The first four A-29s, delivered in January, began flying missions in recent weeks.
RAAF Group Captain Terry Deeth, who leads a team of Australian mentors who advise the Afghan Air Force (AAF), says they’ve had an immediate impact.
While details of their operations are sensitive, Group Capt Deeth said the new A-29s, which can be armed with two 226kg bombs (including precision-guided munitions) and twin .50-calibre machine guns and rockets, had “been successful in their activities”.
“Relatively recently, in the last couple of weeks, their new A-29 attack aircraft have had their first combat here in Afghanistan,” Group Capt Deeth said.
“They’ve been more (successful) than what we would otherwise had hoped for with the young pilots that are flying those aircraft.”
The arrival of the A-29s, after the earlier delivery of 13 MD-530 helicopter gunships, is timely, after a blast last week in Kabul signalled the beginning of the Taliban’s annual spring offensive.

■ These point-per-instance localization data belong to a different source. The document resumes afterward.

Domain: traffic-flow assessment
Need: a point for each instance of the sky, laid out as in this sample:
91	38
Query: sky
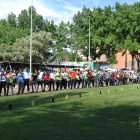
56	10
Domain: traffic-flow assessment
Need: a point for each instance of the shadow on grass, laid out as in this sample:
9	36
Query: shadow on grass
84	118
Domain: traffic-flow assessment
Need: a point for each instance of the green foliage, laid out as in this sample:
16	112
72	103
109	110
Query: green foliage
113	59
20	50
72	57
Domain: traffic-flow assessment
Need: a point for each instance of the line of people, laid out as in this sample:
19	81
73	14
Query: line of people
62	80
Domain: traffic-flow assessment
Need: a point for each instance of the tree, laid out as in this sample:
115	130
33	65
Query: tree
20	50
60	41
12	20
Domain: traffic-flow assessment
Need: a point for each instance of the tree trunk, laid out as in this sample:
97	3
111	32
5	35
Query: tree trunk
138	64
76	56
126	60
108	57
132	67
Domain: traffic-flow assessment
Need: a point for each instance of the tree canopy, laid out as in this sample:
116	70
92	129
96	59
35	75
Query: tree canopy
112	29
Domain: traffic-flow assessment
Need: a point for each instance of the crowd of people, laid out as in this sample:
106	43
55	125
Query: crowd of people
61	80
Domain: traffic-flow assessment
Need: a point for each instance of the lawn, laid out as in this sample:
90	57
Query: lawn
111	115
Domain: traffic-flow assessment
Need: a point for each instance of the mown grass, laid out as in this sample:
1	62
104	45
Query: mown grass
110	116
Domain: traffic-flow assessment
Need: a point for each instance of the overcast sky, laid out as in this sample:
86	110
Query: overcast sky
57	10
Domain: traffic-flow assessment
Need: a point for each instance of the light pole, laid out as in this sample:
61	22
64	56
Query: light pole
31	42
89	39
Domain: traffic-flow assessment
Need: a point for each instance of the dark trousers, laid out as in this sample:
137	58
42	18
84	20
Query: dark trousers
58	84
111	82
82	81
93	81
14	82
73	83
20	87
51	84
46	82
3	85
34	84
9	85
89	82
107	82
64	83
40	82
26	83
78	83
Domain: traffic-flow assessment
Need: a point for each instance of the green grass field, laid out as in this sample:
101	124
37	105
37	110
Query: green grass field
105	116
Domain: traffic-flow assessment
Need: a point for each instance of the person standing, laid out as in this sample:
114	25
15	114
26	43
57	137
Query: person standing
34	82
20	80
73	80
85	78
82	79
40	79
9	82
14	76
46	80
77	76
64	79
58	80
68	81
26	80
2	81
52	79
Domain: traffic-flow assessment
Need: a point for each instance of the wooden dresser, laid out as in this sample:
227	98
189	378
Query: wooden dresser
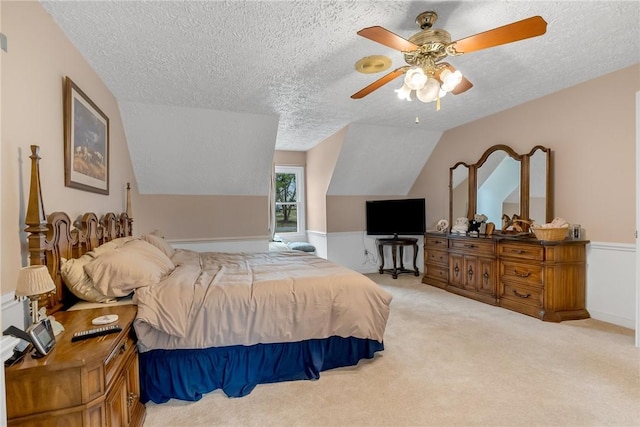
543	279
94	382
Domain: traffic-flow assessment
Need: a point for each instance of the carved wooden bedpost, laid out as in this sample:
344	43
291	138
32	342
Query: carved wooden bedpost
35	219
129	230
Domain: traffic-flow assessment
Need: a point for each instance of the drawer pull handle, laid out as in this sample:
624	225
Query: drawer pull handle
131	399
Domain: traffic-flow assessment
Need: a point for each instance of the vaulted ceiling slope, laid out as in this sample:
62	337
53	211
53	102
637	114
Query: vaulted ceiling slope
293	62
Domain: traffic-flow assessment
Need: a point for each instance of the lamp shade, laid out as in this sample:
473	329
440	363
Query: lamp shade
34	280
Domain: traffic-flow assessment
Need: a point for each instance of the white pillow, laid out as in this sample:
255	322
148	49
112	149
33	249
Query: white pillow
159	243
135	264
78	282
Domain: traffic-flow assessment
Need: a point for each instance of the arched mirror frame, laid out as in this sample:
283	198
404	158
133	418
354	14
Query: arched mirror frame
452	189
525	181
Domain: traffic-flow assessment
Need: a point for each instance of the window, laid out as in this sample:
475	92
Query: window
289	199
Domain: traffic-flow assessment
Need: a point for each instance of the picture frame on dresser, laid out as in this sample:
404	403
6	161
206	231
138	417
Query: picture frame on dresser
86	142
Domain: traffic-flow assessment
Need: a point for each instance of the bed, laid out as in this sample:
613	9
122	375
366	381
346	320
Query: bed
208	321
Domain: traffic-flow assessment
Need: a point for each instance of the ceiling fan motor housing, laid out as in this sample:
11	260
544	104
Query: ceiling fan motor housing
432	43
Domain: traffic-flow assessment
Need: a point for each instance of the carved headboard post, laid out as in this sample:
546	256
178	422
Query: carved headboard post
129	225
35	219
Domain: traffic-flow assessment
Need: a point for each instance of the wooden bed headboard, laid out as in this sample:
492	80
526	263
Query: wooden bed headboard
56	236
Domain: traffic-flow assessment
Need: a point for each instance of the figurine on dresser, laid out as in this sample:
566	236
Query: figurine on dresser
478	225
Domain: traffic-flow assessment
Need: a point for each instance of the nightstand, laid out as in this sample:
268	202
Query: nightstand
94	382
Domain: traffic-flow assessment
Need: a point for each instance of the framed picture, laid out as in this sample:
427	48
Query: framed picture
86	142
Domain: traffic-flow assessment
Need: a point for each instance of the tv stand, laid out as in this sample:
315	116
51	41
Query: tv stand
398	244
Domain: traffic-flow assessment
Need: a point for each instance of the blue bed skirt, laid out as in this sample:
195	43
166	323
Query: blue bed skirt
188	374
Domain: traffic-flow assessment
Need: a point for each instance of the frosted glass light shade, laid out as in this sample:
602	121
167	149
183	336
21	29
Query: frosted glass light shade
34	280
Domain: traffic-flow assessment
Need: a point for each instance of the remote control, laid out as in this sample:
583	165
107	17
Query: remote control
90	333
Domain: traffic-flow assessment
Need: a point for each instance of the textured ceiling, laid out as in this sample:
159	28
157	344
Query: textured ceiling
295	59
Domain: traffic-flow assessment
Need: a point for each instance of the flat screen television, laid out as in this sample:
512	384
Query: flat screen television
396	217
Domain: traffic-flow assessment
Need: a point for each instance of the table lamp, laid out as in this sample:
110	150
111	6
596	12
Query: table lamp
34	281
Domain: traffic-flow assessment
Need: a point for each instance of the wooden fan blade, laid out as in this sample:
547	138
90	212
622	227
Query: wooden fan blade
379	83
461	87
520	30
387	38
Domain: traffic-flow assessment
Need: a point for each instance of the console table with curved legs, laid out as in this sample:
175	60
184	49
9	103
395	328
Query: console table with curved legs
397	245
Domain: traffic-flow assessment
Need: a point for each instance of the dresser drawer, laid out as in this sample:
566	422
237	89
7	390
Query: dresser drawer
117	358
519	293
437	272
436	242
437	257
521	251
475	246
522	272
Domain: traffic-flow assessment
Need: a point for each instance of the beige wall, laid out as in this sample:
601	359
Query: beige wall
201	217
33	71
591	130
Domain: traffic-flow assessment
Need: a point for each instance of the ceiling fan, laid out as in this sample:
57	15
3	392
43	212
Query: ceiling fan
424	52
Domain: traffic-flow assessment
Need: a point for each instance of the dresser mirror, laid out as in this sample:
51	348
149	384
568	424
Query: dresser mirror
503	182
498	186
540	188
458	191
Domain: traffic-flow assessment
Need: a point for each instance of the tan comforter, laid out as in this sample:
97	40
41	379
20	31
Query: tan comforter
220	299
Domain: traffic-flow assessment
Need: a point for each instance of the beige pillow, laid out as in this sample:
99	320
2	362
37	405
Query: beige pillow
159	243
112	244
78	282
135	264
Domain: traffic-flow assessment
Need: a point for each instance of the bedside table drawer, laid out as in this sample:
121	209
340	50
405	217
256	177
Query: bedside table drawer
118	357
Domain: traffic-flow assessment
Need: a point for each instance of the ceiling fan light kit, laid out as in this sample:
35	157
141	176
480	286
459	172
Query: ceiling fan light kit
425	74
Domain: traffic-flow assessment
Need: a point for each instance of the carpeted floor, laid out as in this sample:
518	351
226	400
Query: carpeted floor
450	361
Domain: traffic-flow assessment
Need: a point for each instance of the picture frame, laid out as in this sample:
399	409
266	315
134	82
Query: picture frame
86	142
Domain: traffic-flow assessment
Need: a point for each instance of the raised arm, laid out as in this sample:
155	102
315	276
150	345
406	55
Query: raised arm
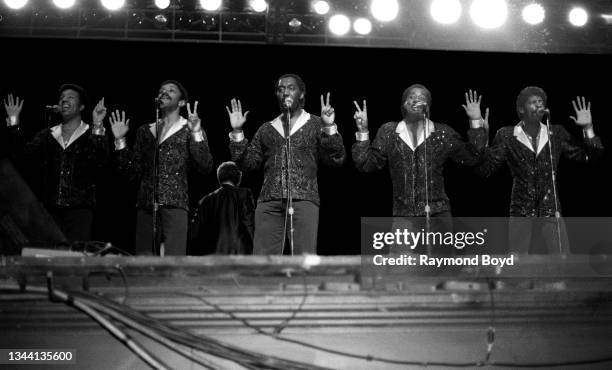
247	157
199	151
366	157
332	147
591	148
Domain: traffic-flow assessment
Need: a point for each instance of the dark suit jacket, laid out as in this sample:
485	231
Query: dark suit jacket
223	222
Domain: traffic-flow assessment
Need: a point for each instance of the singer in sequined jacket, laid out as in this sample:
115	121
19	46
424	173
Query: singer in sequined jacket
529	156
407	164
313	139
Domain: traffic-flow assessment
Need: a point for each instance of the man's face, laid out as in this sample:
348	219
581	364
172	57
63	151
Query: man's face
170	96
288	88
70	103
533	108
416	95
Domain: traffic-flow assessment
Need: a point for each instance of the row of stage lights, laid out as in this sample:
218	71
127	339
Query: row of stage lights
488	14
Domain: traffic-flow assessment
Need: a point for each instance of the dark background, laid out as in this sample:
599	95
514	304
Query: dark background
128	74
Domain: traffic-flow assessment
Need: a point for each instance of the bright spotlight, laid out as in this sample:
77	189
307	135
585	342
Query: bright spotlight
339	24
113	4
15	4
445	11
362	26
162	4
258	5
210	5
533	14
578	17
63	4
489	13
384	10
321	7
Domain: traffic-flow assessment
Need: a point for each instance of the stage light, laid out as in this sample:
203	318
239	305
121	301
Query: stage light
63	4
578	17
362	26
445	11
489	13
210	5
162	4
339	24
113	4
533	14
258	5
15	4
384	10
321	7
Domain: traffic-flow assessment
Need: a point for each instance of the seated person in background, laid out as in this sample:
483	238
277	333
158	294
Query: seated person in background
224	219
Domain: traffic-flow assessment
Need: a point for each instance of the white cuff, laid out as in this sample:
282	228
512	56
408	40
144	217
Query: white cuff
362	136
476	123
236	137
98	130
331	129
120	143
197	136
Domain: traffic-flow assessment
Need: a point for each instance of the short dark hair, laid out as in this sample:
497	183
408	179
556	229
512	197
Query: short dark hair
525	94
297	79
182	89
407	91
83	98
228	171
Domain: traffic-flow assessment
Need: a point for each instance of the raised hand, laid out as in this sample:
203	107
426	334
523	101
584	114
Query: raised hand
13	106
361	116
583	113
237	119
119	125
193	121
472	105
327	112
99	112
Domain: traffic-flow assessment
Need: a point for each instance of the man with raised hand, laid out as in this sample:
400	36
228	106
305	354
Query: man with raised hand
313	139
181	144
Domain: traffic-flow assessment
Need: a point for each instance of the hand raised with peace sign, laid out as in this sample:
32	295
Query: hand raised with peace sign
237	119
119	125
193	121
327	112
583	113
361	116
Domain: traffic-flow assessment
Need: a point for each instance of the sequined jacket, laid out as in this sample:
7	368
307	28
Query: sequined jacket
69	175
309	145
532	190
407	167
177	155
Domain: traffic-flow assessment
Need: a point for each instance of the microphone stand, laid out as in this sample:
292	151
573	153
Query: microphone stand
427	207
289	210
155	180
553	176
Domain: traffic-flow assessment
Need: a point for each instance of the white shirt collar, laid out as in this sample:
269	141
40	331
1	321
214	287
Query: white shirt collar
407	135
176	126
301	121
56	132
522	137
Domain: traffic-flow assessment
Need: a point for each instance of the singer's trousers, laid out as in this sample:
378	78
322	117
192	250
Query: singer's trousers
171	229
269	222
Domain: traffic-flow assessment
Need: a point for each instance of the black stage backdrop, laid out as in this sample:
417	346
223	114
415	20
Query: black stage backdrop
128	73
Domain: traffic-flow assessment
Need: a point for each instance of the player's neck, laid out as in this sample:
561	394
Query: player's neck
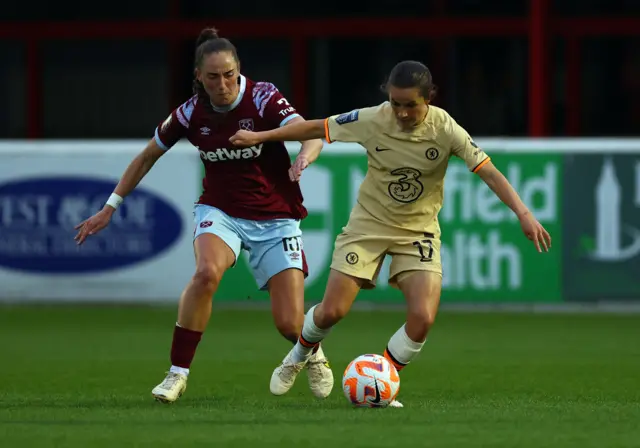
236	101
424	118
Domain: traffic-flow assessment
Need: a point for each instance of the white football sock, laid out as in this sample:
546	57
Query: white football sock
182	370
401	349
310	338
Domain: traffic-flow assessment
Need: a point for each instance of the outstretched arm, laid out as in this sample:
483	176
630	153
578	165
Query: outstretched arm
308	154
300	131
132	176
505	192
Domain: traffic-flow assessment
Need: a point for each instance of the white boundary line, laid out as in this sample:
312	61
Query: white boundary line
491	145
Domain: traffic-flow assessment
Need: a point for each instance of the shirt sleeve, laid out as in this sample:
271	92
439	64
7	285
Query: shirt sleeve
352	126
272	105
175	126
465	148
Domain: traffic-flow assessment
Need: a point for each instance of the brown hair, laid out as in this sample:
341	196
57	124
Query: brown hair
409	74
209	42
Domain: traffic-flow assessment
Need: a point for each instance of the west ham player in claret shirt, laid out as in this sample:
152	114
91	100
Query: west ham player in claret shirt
251	200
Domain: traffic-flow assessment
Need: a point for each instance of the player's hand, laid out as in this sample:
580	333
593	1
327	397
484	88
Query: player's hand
296	169
244	139
535	232
93	225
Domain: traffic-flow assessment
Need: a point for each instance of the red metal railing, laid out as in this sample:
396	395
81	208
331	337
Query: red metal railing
538	28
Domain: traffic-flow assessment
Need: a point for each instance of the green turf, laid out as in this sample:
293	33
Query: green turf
81	377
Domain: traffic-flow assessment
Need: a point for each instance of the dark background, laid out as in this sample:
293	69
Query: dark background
121	81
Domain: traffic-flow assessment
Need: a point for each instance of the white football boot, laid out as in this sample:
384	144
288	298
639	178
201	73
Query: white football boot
319	374
285	375
171	388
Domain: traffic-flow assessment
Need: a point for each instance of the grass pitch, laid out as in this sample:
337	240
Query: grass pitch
82	377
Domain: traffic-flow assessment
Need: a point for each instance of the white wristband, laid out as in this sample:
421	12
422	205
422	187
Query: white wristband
115	200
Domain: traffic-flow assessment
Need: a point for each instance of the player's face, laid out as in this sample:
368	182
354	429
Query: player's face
219	73
409	106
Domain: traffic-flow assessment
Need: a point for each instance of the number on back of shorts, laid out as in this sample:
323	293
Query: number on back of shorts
425	248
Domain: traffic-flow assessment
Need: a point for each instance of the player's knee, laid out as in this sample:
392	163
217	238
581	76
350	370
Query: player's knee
289	324
327	316
419	323
290	329
208	276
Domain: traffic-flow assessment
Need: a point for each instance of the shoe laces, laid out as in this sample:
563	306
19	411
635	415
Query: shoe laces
171	380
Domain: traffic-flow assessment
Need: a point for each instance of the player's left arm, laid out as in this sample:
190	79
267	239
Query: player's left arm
309	152
480	163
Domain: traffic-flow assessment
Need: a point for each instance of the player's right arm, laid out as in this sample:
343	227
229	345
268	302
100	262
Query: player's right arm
479	162
349	127
167	134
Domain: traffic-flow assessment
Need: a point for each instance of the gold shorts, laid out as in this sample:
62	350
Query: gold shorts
361	255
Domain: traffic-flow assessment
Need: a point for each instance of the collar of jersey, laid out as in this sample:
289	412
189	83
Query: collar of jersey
243	86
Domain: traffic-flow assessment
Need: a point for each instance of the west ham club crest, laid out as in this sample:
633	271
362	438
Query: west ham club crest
246	124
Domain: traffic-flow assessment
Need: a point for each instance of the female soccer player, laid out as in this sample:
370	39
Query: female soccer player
408	144
250	201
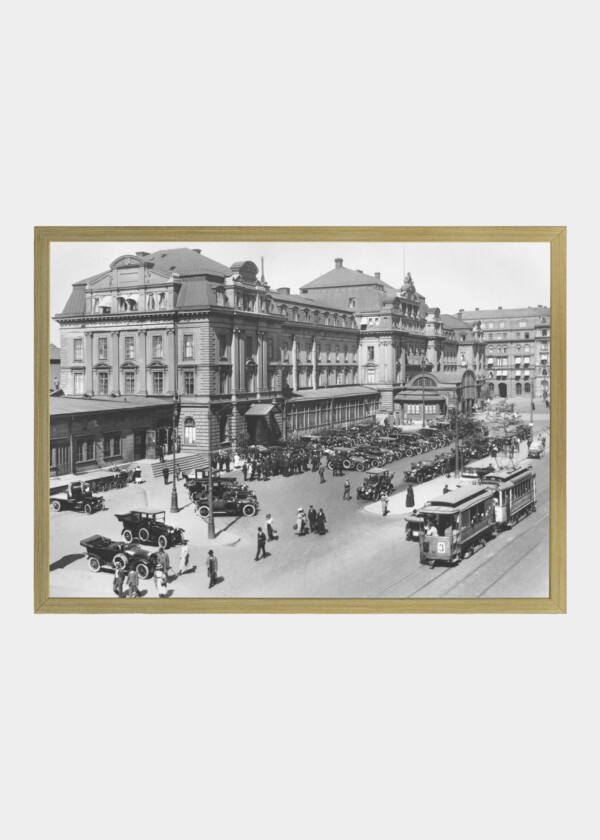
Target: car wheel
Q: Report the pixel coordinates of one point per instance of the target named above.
(119, 561)
(143, 571)
(94, 563)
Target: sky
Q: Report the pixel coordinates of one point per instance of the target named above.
(451, 275)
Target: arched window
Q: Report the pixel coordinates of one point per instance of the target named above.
(189, 431)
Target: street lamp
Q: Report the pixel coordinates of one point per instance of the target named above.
(176, 411)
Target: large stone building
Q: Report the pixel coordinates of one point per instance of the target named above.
(517, 345)
(251, 362)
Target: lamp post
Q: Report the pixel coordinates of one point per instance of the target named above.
(176, 410)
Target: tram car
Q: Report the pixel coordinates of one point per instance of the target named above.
(456, 524)
(514, 494)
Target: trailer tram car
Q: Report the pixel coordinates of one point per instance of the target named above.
(463, 520)
(514, 495)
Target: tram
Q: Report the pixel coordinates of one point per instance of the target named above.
(456, 524)
(514, 494)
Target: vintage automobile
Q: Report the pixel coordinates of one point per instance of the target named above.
(238, 501)
(148, 526)
(77, 496)
(104, 553)
(375, 482)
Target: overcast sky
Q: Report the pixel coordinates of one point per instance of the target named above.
(451, 275)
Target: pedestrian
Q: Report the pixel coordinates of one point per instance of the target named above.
(384, 503)
(118, 582)
(184, 558)
(160, 580)
(133, 582)
(212, 567)
(321, 521)
(261, 541)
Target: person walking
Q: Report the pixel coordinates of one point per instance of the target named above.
(118, 582)
(384, 503)
(160, 580)
(261, 541)
(212, 567)
(184, 558)
(133, 582)
(321, 523)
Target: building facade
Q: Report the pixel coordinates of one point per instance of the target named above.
(517, 350)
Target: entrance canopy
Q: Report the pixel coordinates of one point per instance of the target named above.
(259, 410)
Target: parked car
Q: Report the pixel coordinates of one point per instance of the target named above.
(148, 526)
(77, 496)
(104, 553)
(375, 482)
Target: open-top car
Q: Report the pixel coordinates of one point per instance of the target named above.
(104, 553)
(375, 482)
(77, 496)
(148, 526)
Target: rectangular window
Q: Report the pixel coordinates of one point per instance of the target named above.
(112, 445)
(85, 449)
(157, 347)
(129, 382)
(103, 382)
(157, 382)
(78, 382)
(188, 382)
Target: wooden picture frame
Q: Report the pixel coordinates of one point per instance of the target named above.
(554, 236)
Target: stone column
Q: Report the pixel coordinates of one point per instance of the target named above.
(89, 363)
(116, 383)
(143, 383)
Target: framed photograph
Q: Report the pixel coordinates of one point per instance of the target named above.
(300, 420)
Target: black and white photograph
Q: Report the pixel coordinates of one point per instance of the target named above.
(299, 420)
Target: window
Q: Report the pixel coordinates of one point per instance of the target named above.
(129, 382)
(157, 347)
(112, 445)
(157, 381)
(85, 449)
(189, 431)
(188, 382)
(78, 382)
(103, 382)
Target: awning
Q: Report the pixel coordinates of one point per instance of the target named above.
(259, 410)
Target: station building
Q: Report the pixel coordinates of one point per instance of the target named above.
(247, 362)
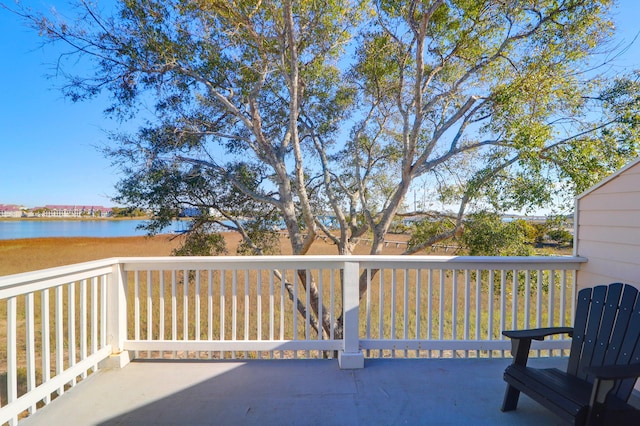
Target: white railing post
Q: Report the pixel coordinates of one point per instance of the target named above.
(351, 356)
(117, 316)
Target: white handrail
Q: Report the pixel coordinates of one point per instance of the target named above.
(259, 306)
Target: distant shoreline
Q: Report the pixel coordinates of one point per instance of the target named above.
(45, 219)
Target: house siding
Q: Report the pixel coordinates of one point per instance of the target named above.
(608, 230)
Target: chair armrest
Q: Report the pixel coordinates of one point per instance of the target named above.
(614, 372)
(537, 333)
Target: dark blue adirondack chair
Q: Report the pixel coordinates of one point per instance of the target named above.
(604, 361)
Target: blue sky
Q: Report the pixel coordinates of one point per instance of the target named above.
(48, 144)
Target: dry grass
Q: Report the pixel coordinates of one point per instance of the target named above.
(24, 255)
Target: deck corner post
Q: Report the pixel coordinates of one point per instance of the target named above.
(117, 311)
(351, 357)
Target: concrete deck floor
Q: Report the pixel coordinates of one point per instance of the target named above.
(296, 392)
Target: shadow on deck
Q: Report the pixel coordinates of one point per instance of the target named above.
(296, 392)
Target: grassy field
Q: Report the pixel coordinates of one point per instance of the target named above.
(388, 302)
(24, 255)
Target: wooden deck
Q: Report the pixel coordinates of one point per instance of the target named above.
(296, 392)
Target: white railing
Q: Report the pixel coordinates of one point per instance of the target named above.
(62, 322)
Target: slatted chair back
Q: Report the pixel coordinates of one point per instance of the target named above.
(606, 331)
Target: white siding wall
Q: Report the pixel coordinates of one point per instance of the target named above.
(608, 230)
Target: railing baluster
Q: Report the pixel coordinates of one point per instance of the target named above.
(479, 307)
(12, 353)
(332, 308)
(30, 345)
(381, 307)
(46, 340)
(282, 306)
(161, 308)
(185, 305)
(527, 299)
(320, 307)
(418, 313)
(272, 313)
(467, 307)
(393, 335)
(103, 311)
(429, 305)
(454, 308)
(514, 305)
(405, 313)
(83, 323)
(174, 309)
(149, 307)
(247, 307)
(490, 308)
(234, 309)
(136, 306)
(94, 318)
(295, 310)
(503, 302)
(441, 317)
(197, 306)
(71, 310)
(223, 308)
(259, 308)
(210, 308)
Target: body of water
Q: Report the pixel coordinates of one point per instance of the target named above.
(13, 229)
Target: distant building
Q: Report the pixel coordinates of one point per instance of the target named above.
(71, 211)
(10, 210)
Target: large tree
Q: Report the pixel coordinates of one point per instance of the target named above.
(493, 102)
(260, 112)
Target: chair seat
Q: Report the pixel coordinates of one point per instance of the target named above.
(563, 393)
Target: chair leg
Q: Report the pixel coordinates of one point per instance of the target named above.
(511, 397)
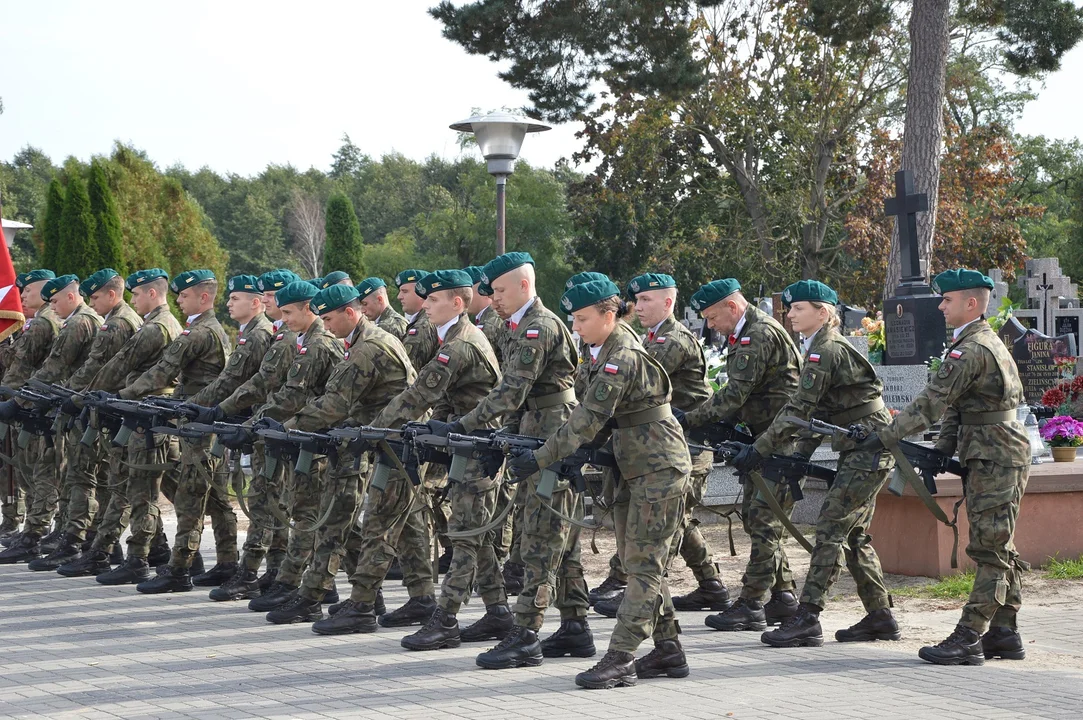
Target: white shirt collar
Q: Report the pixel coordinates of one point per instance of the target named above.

The attack last Tuesday in central Kabul during the morning rush hour, which killed at least 64 people and wounded scores more, came two days after the United Nations said civilian casualties in Afghanistan for the first three months of 2016 were two per cent higher than in the same period of 2015.
There were more than 11,000 civilian casualties in Afghanistan last year, the highest number since 2001. And the Taliban holds more territory than it has at any time since 2001.
Four more A-29s are slated for delivery in 2017 and the remaining eight will be handed over to the AAF by the end of 2018, bringing up the total number of A-29 to 20. The planes were funded by the United States Air Force at a cost of $US427 million ($A553.53 million).
The Afghan armed forces also now have observation drones that have begun working in Helmand, which will come online in other parts of the country as the year progresses.
Group Capt Deeth said the missions would intensify as the summer fighting season unfolds.
“We’re confident they’re going to go from strength to strength with the capabilities they’re bringing onboard, that A-29s, the MD-530s,” he said.
“As their capacity grows, I think that you’ll find that there’ll be more intense activities with the new aircraft types that they’ve got.”
Brigadier-General Charles Cleveland, the top spokesman for Resolute Support, the NATO mission in Afghanistan, said the A-29s had already made a difference.
“It’s early in the fight but we think they will (continue to make a difference),” he said, as had the MD-530s that came online last year.
“They are used very often and aggressively and those have been very effective,” he said.
Group Capt Deeth said he was unable to put a timeline on the length of the Australian mission to train, advise and assist the AAF.
“But we as Australians, the NATO and the coalition have been in it for the long haul and so I see that going into the future,” he said.